Parceria entre Prefeitura e PM traz benefícios para os dois lados, acreditam especialistas

BRUNO TAVARES, DIEGO ZANCHETTA e JOSÉ MARIA TOMAZELA, O Estado de S.Paulo

30 Janeiro 2011 | 00h00

Foi um começo tímido. Em novembro de 2009, um grupo de cem policiais foi escalado para uma missão complexa: coibir o comércio irregular na Rua 25 de Março. Em poucos meses, a tropa não só conseguiu espantar os camelôs como ajudou a reduzir os índices de furtos e roubos na região. Um ano e dois meses depois de ser lançada, a Operação Delegada é cobiçada por 20 municípios do interior e deve ser copiada pelos governos do Rio e de Mato Grosso do Sul.

A parceria traz vantagens para os dois lados. Sob a ótica da Prefeitura, contar com a força policial é fundamental para enfrentar problemas crônicos de zeladoria da cidade. Para a PM, é a possibilidade de oferecer a seus homens uma alternativa financeira oficial ao "bico" - emprego extra que a maioria dos PMs mantém nos dias de folga para complementar a renda.

Embora tenha nascido com o propósito de combater o comércio ilegal, em pouco tempo a Operação Delegada teve seu leque de atuação ampliado. Hoje, o convênio entre a Prefeitura e a PM abrange dois setores: meio ambiente, com ações para impedir invasões de terra em zonas de proteção ambiental no extremo leste da cidade, e combate ao comércio clandestino.

Em fevereiro, o convênio deve ser estendido para a área da saúde, com a possibilidade de PMs fazerem o "bico oficial" no Samu. Também está em estudo o uso da mão de obra dos policiais na futura inspeção veicular técnica - que vai avaliar a parte mecânica dos veículos.

O governo do Estado já autorizou a adesão da segunda cidade paulista à Operação Delegada.

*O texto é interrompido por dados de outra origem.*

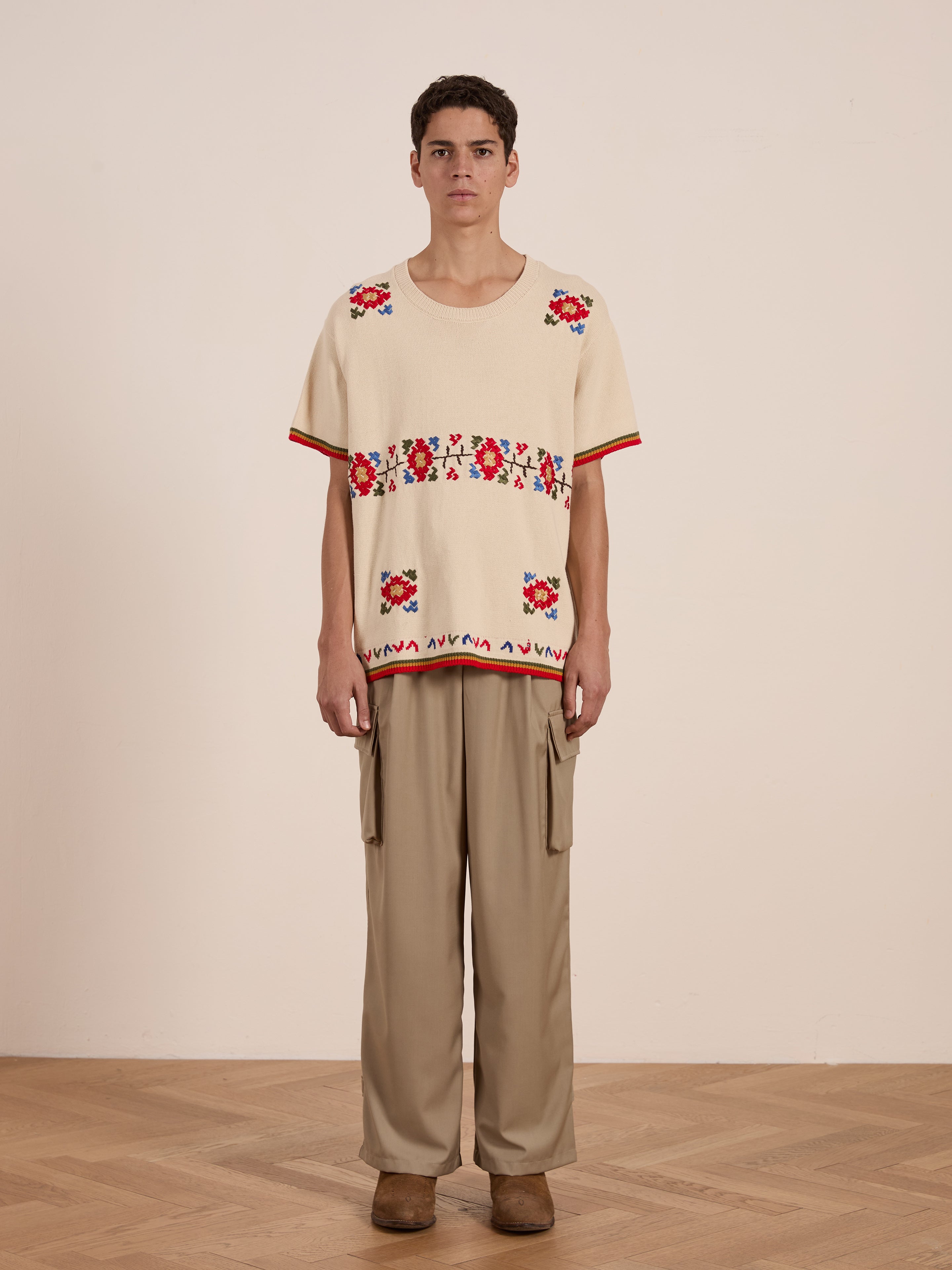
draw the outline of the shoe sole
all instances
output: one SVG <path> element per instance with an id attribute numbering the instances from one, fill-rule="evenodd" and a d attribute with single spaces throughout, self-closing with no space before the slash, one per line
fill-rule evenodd
<path id="1" fill-rule="evenodd" d="M 425 1231 L 429 1226 L 433 1226 L 437 1218 L 432 1217 L 429 1222 L 391 1222 L 385 1217 L 377 1217 L 376 1213 L 371 1213 L 371 1220 L 374 1226 L 382 1226 L 386 1231 Z"/>
<path id="2" fill-rule="evenodd" d="M 545 1224 L 541 1222 L 522 1222 L 504 1226 L 501 1222 L 493 1222 L 491 1218 L 490 1222 L 498 1231 L 505 1231 L 506 1234 L 534 1234 L 536 1231 L 551 1231 L 555 1226 L 555 1218 Z"/>

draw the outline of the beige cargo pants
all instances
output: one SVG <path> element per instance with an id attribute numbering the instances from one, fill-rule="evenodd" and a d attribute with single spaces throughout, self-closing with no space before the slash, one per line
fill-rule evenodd
<path id="1" fill-rule="evenodd" d="M 369 686 L 358 737 L 367 855 L 360 1158 L 462 1163 L 463 899 L 476 1007 L 473 1161 L 538 1173 L 576 1158 L 569 857 L 579 742 L 561 683 L 449 667 Z"/>

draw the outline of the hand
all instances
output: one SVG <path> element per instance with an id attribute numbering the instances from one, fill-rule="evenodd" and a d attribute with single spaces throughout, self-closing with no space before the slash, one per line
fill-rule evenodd
<path id="1" fill-rule="evenodd" d="M 350 697 L 357 700 L 357 728 L 350 723 Z M 321 719 L 338 737 L 362 737 L 371 726 L 367 676 L 348 645 L 321 652 L 317 671 L 317 705 Z"/>
<path id="2" fill-rule="evenodd" d="M 581 710 L 575 714 L 575 692 L 581 688 Z M 565 735 L 571 740 L 594 728 L 612 687 L 608 665 L 608 640 L 599 635 L 580 636 L 569 649 L 562 671 L 562 714 L 571 723 Z"/>

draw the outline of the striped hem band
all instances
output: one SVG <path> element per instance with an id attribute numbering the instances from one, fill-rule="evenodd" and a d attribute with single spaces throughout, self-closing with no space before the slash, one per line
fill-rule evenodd
<path id="1" fill-rule="evenodd" d="M 580 467 L 583 464 L 590 464 L 594 458 L 602 458 L 604 455 L 611 455 L 613 450 L 625 450 L 626 446 L 640 446 L 641 437 L 637 432 L 626 432 L 623 437 L 616 437 L 614 441 L 605 441 L 603 446 L 593 446 L 592 450 L 581 450 L 575 456 L 572 467 Z"/>
<path id="2" fill-rule="evenodd" d="M 506 674 L 534 674 L 538 679 L 562 678 L 562 668 L 538 665 L 534 662 L 506 662 L 498 657 L 480 657 L 476 653 L 449 653 L 447 657 L 415 657 L 410 662 L 387 662 L 367 672 L 368 681 L 385 674 L 409 674 L 413 671 L 439 671 L 446 665 L 475 665 L 484 671 L 504 671 Z"/>
<path id="3" fill-rule="evenodd" d="M 347 448 L 344 446 L 331 446 L 329 441 L 312 437 L 310 432 L 301 432 L 300 428 L 291 429 L 289 439 L 296 441 L 298 446 L 307 446 L 308 450 L 317 450 L 322 455 L 326 455 L 327 458 L 347 458 Z"/>

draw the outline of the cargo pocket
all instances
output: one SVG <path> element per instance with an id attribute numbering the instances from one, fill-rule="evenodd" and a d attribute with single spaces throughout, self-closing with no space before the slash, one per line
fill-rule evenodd
<path id="1" fill-rule="evenodd" d="M 380 846 L 383 842 L 383 772 L 377 706 L 371 706 L 371 726 L 354 739 L 354 749 L 360 756 L 360 837 Z"/>
<path id="2" fill-rule="evenodd" d="M 565 851 L 572 845 L 572 781 L 579 738 L 565 735 L 565 715 L 548 712 L 548 775 L 546 780 L 546 846 Z"/>

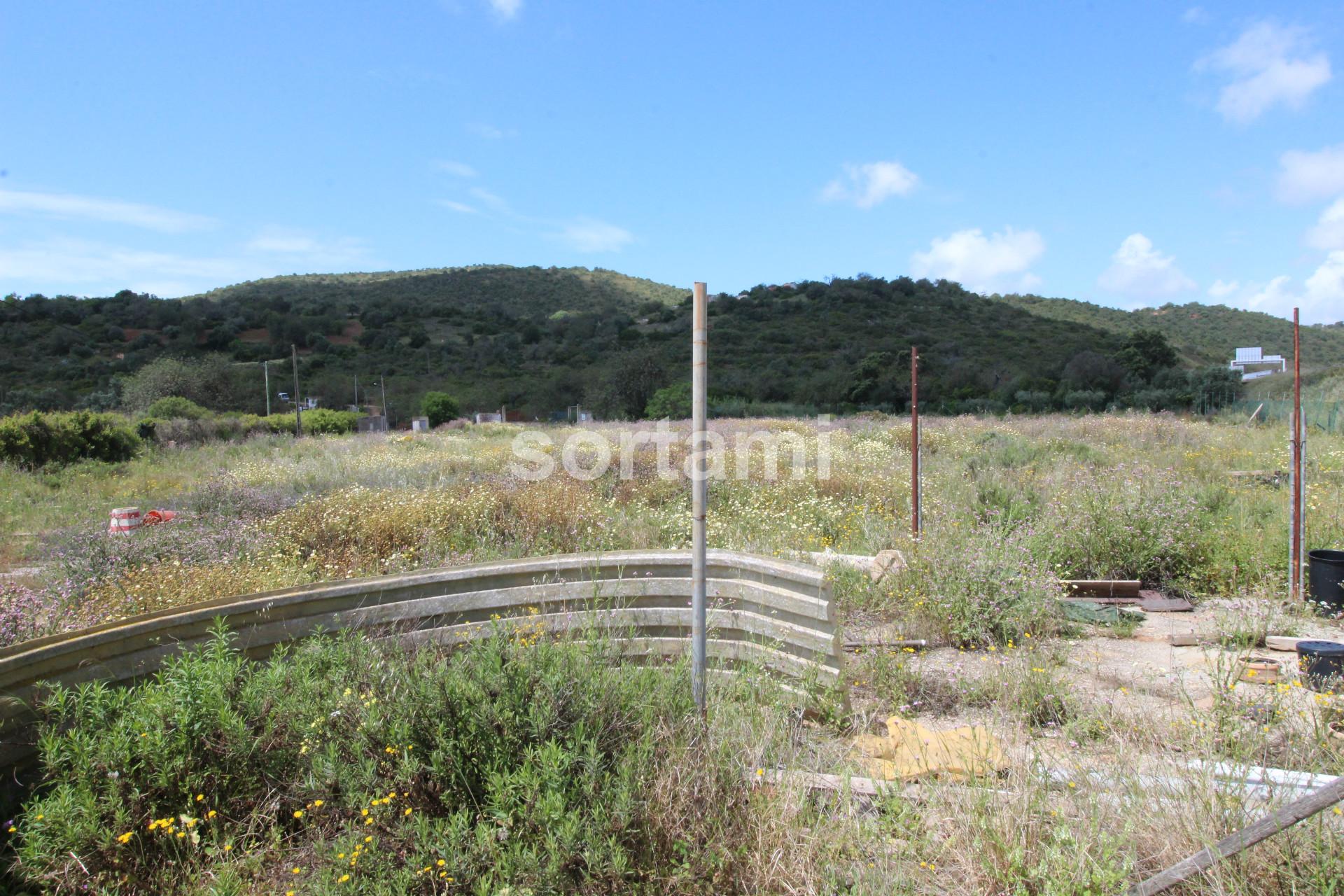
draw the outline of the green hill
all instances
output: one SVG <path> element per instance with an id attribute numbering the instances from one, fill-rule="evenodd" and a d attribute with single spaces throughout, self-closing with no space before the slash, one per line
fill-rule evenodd
<path id="1" fill-rule="evenodd" d="M 184 300 L 9 296 L 0 412 L 114 407 L 122 383 L 161 357 L 212 359 L 227 376 L 194 398 L 262 411 L 261 361 L 288 361 L 293 344 L 301 394 L 325 406 L 352 402 L 355 376 L 386 375 L 403 419 L 427 390 L 465 410 L 544 416 L 585 403 L 630 415 L 687 377 L 688 304 L 685 289 L 610 270 L 508 266 L 274 277 Z M 930 410 L 1184 407 L 1232 387 L 1220 373 L 1161 368 L 1223 365 L 1236 345 L 1288 353 L 1289 333 L 1279 318 L 1223 306 L 1120 312 L 867 275 L 762 285 L 715 297 L 710 313 L 710 387 L 739 411 L 899 410 L 911 344 Z M 1306 328 L 1302 340 L 1313 364 L 1344 364 L 1344 328 Z M 288 363 L 270 375 L 273 394 L 290 391 Z"/>
<path id="2" fill-rule="evenodd" d="M 1129 334 L 1137 329 L 1156 329 L 1193 365 L 1226 364 L 1232 349 L 1261 345 L 1266 355 L 1293 356 L 1293 324 L 1282 317 L 1243 312 L 1226 305 L 1163 305 L 1122 312 L 1071 298 L 1040 296 L 1001 296 L 1001 301 L 1039 317 L 1067 321 Z M 1305 368 L 1344 364 L 1344 326 L 1301 328 L 1302 364 Z"/>

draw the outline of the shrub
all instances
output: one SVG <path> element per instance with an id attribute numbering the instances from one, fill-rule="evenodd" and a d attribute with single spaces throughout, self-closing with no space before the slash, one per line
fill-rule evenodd
<path id="1" fill-rule="evenodd" d="M 421 411 L 429 418 L 430 427 L 457 419 L 461 410 L 448 392 L 426 392 L 421 400 Z"/>
<path id="2" fill-rule="evenodd" d="M 305 892 L 747 889 L 747 846 L 778 837 L 742 739 L 703 746 L 685 676 L 616 658 L 500 631 L 262 664 L 216 633 L 134 689 L 55 688 L 13 872 L 52 893 L 199 893 L 219 872 L 271 892 L 280 862 Z"/>
<path id="3" fill-rule="evenodd" d="M 199 420 L 210 414 L 210 411 L 196 404 L 190 398 L 168 395 L 153 402 L 145 414 L 149 416 L 157 416 L 161 420 Z"/>
<path id="4" fill-rule="evenodd" d="M 958 646 L 1001 646 L 1060 627 L 1059 583 L 1027 537 L 985 524 L 919 547 L 890 586 L 923 625 Z"/>
<path id="5" fill-rule="evenodd" d="M 293 414 L 271 414 L 263 419 L 271 433 L 294 434 Z M 304 435 L 341 435 L 353 433 L 358 426 L 359 414 L 353 411 L 333 411 L 328 407 L 304 411 Z"/>
<path id="6" fill-rule="evenodd" d="M 650 420 L 664 418 L 684 420 L 691 416 L 691 383 L 673 383 L 660 388 L 649 398 L 649 403 L 644 407 L 644 416 Z"/>
<path id="7" fill-rule="evenodd" d="M 140 438 L 112 414 L 16 414 L 0 419 L 0 461 L 34 469 L 93 459 L 130 459 Z"/>

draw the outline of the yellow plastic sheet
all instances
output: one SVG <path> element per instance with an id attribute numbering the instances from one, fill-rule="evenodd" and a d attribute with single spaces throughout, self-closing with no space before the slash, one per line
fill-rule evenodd
<path id="1" fill-rule="evenodd" d="M 957 780 L 992 775 L 1008 767 L 999 739 L 982 725 L 934 731 L 899 716 L 887 719 L 887 736 L 859 735 L 853 746 L 864 755 L 872 778 L 910 780 L 943 775 Z"/>

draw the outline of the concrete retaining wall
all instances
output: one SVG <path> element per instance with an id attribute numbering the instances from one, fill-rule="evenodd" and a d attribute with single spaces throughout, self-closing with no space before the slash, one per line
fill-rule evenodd
<path id="1" fill-rule="evenodd" d="M 710 551 L 708 657 L 794 680 L 844 685 L 821 570 Z M 42 681 L 126 682 L 200 643 L 223 617 L 251 657 L 317 631 L 461 642 L 504 625 L 612 629 L 634 658 L 689 650 L 691 557 L 683 551 L 570 553 L 349 579 L 175 607 L 0 649 L 0 770 L 34 754 L 30 704 Z"/>

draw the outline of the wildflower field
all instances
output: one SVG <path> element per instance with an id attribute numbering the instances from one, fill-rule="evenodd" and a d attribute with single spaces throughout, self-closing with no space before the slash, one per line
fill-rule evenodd
<path id="1" fill-rule="evenodd" d="M 614 445 L 621 429 L 585 431 Z M 728 689 L 702 727 L 684 674 L 621 666 L 599 639 L 501 634 L 448 654 L 333 635 L 257 664 L 220 633 L 152 682 L 50 697 L 46 783 L 0 832 L 8 885 L 1109 893 L 1273 805 L 1232 798 L 1192 760 L 1344 774 L 1344 742 L 1327 729 L 1344 713 L 1335 693 L 1236 680 L 1266 633 L 1344 634 L 1285 602 L 1281 427 L 929 419 L 918 544 L 909 420 L 711 429 L 726 470 L 747 473 L 711 482 L 711 547 L 896 548 L 907 560 L 878 583 L 832 567 L 847 637 L 931 647 L 851 654 L 852 712 L 804 719 Z M 793 434 L 805 462 L 781 451 L 771 476 L 747 449 L 754 430 Z M 509 469 L 520 431 L 262 435 L 120 463 L 0 466 L 0 562 L 26 570 L 0 579 L 0 646 L 289 584 L 689 544 L 688 484 L 659 476 L 652 450 L 624 476 L 613 463 L 591 480 L 526 481 Z M 1313 435 L 1308 454 L 1308 545 L 1341 547 L 1344 439 Z M 108 509 L 122 505 L 183 513 L 109 539 Z M 1188 596 L 1210 643 L 1145 641 L 1163 619 L 1064 618 L 1059 579 L 1109 578 Z M 985 725 L 1013 762 L 984 786 L 926 780 L 876 798 L 775 783 L 781 770 L 864 774 L 849 740 L 892 715 Z M 1153 779 L 1176 783 L 1154 793 Z M 1337 892 L 1341 823 L 1328 811 L 1183 892 Z"/>

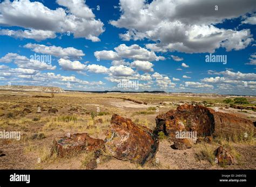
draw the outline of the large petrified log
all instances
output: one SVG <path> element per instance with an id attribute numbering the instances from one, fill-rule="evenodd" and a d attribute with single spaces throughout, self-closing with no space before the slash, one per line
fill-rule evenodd
<path id="1" fill-rule="evenodd" d="M 105 145 L 113 157 L 142 165 L 152 160 L 159 141 L 151 130 L 116 114 L 113 115 L 111 122 Z"/>
<path id="2" fill-rule="evenodd" d="M 175 140 L 177 131 L 196 131 L 198 136 L 254 133 L 255 122 L 200 105 L 184 104 L 156 118 L 154 133 L 162 131 Z"/>
<path id="3" fill-rule="evenodd" d="M 56 138 L 51 153 L 56 152 L 60 156 L 68 155 L 82 150 L 97 152 L 105 150 L 103 140 L 92 138 L 87 133 L 77 133 Z"/>

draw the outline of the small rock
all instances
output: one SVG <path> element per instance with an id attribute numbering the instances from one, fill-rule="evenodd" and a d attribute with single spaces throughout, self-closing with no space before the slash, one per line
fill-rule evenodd
<path id="1" fill-rule="evenodd" d="M 179 150 L 185 150 L 192 147 L 192 144 L 187 139 L 177 139 L 174 143 L 174 147 Z"/>
<path id="2" fill-rule="evenodd" d="M 208 143 L 211 143 L 212 142 L 212 136 L 199 137 L 197 140 L 197 143 L 205 142 Z"/>
<path id="3" fill-rule="evenodd" d="M 23 110 L 23 112 L 25 112 L 25 113 L 31 113 L 31 111 L 29 109 L 24 109 Z"/>
<path id="4" fill-rule="evenodd" d="M 56 138 L 53 140 L 51 155 L 57 153 L 58 155 L 62 157 L 72 154 L 74 152 L 95 152 L 99 149 L 105 150 L 103 140 L 91 138 L 87 133 L 77 133 Z"/>
<path id="5" fill-rule="evenodd" d="M 92 159 L 89 163 L 86 164 L 86 169 L 93 169 L 97 168 L 97 162 L 95 159 Z"/>
<path id="6" fill-rule="evenodd" d="M 56 113 L 57 112 L 58 112 L 58 109 L 55 109 L 55 108 L 50 109 L 48 110 L 48 113 Z"/>

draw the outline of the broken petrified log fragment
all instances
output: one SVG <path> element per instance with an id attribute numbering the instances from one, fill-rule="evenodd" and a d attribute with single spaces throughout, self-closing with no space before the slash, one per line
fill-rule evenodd
<path id="1" fill-rule="evenodd" d="M 190 104 L 180 105 L 176 110 L 157 116 L 156 122 L 154 133 L 163 131 L 172 139 L 175 139 L 175 133 L 179 131 L 196 131 L 198 136 L 205 136 L 254 133 L 255 130 L 253 122 L 248 119 Z"/>
<path id="2" fill-rule="evenodd" d="M 214 154 L 219 164 L 231 165 L 235 163 L 234 157 L 222 146 L 219 146 L 215 150 Z"/>
<path id="3" fill-rule="evenodd" d="M 211 135 L 214 130 L 213 115 L 207 108 L 199 105 L 180 105 L 176 110 L 157 116 L 156 122 L 154 133 L 163 131 L 172 138 L 179 131 L 196 131 L 197 135 L 205 136 Z"/>
<path id="4" fill-rule="evenodd" d="M 56 152 L 58 155 L 64 156 L 83 150 L 90 152 L 105 150 L 104 141 L 91 138 L 87 133 L 70 134 L 53 140 L 51 154 Z"/>
<path id="5" fill-rule="evenodd" d="M 113 115 L 111 123 L 105 139 L 106 151 L 118 159 L 142 165 L 153 160 L 159 141 L 151 130 L 117 114 Z"/>

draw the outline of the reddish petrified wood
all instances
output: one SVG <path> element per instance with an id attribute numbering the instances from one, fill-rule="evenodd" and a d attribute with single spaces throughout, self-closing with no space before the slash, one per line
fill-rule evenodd
<path id="1" fill-rule="evenodd" d="M 113 115 L 111 122 L 105 142 L 113 156 L 142 165 L 152 160 L 159 141 L 151 130 L 117 114 Z"/>

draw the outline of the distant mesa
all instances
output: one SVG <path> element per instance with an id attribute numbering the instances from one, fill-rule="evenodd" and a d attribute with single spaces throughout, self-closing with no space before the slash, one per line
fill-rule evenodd
<path id="1" fill-rule="evenodd" d="M 65 91 L 59 87 L 30 86 L 30 85 L 3 85 L 0 90 L 11 90 L 20 91 L 42 91 L 44 92 L 63 93 Z"/>

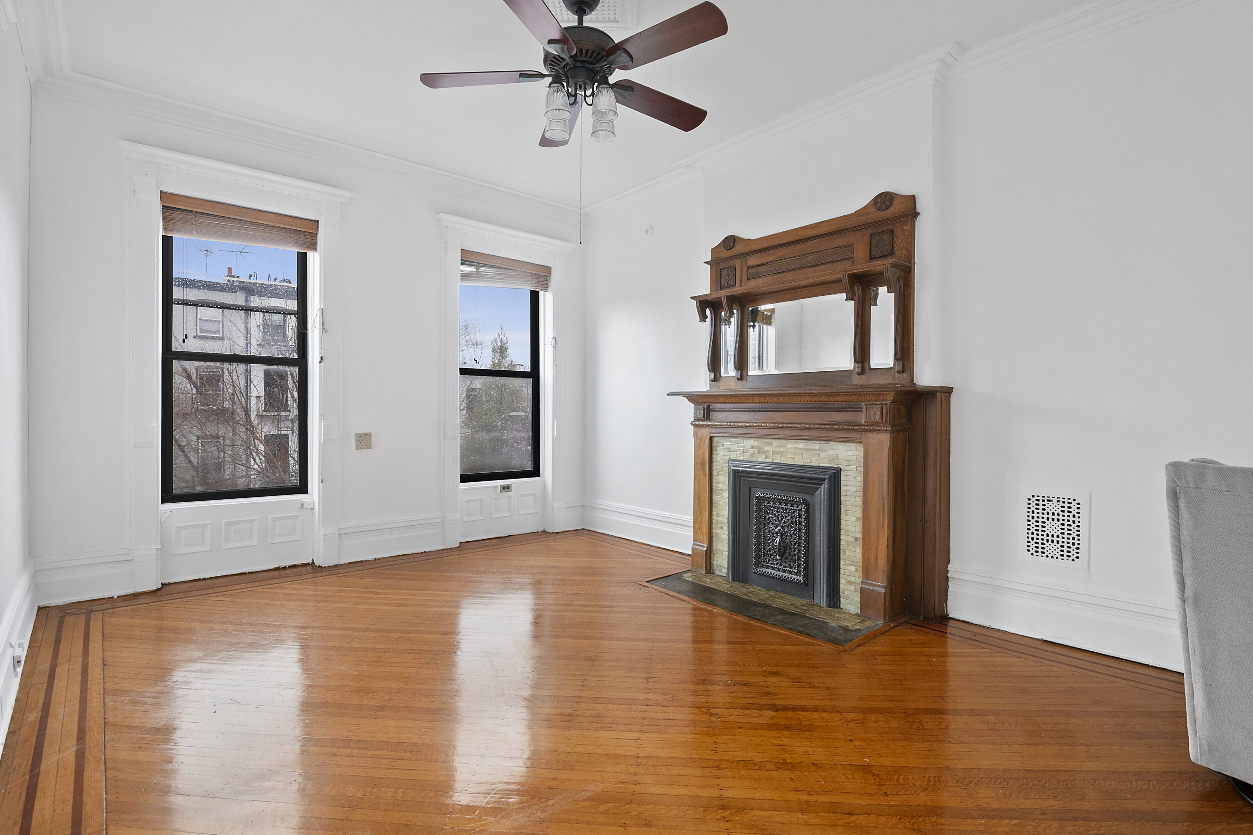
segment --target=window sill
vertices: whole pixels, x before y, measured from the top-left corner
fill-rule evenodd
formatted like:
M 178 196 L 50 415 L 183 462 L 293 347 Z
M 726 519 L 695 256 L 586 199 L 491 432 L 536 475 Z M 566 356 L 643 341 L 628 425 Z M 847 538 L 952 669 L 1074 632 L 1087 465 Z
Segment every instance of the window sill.
M 160 510 L 177 511 L 188 507 L 229 507 L 232 505 L 256 505 L 258 502 L 304 502 L 313 498 L 312 493 L 289 493 L 284 496 L 248 496 L 246 498 L 208 498 L 203 502 L 162 502 Z

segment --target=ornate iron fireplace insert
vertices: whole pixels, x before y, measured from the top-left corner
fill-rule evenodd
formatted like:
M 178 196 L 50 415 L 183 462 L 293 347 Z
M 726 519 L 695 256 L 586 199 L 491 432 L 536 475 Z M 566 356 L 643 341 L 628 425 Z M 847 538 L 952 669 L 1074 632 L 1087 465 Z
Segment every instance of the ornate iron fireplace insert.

Será Sorocaba, a 120 quilômetros da capital. Os detalhes do convênio serão anunciados na terça-feira pelo prefeito Vitor Lippi (PSDB). O município vai investir R$ 2 milhões por ano para contratar os PMs. Não há previsão para as outras 19 cidades.

Resistência. Na capital, o único foco de resistência à força-tarefa entre a Prefeitura e a PM vem dos ambulantes do Brás. Nas últimas duas semanas, a polícia intensificou a presença no bairro para barrar a montagem da Feirinha da Madrugada, que há mais de uma década reúne milhares de camelôs no quadrilátero formado pelas Ruas Barão de Ladário, Miller e Maria Marcolina, perto do Largo da Concórdia. Na madrugada de quinta-feira passada, um grupo de ambulantes realizou uma manifestação contra a Operação Delegada.

Em outros pontos tradicionais de concentração de camelôs na cidade, como o Largo 13 de Maio, em Santo Amaro, na zona sul, e na Rua Teodoro Sampaio, em Pinheiros, zona oeste, a debandada dos ambulantes ilegais parece consolidada. Só quem tem o Termo de Permissão de Uso (TPU), a autorização da Prefeitura para vender mercadoria nas ruas, consegue trabalhar sem ser incomodado.

"Conseguimos isso com respeito aos direitos humanos e ao trabalhador. Não estamos lá com escudo e cassetete para reprimir os ambulantes", diz o coronel Álvaro Camilo, comandante-geral da PM. "Antes o camelô desrespeitava (o fiscal ou o guarda municipal), porque não havia crime. Ele tinha a consciência de que só estava cometendo uma infração administrativa", afirma. "Quando se delega a tarefa de fiscalização à polícia, são dois poderes atuando juntos. E, a partir daí, o camelô sabe que, se enfrentar a ordem policial, pode ser preso por desacato."

Apoio. As associações de classe dos PMs apoiam o "bico oficial". "Esse convênio é um sucesso em todos os aspectos", diz o coronel da reserva Luiz Carlos Nogueira, presidente da Associação de Defesa dos Policiais Militares do Estado de São Paulo (Adepom). "No "bico", o policial é mal pago, explorado e não tem respaldo. Na Operação Delegada, ele trabalha fardado, com o colete à prova de bala, a arma da corporação e, por estar a serviço do Estado, tem as mesmas garantias que teria como policial."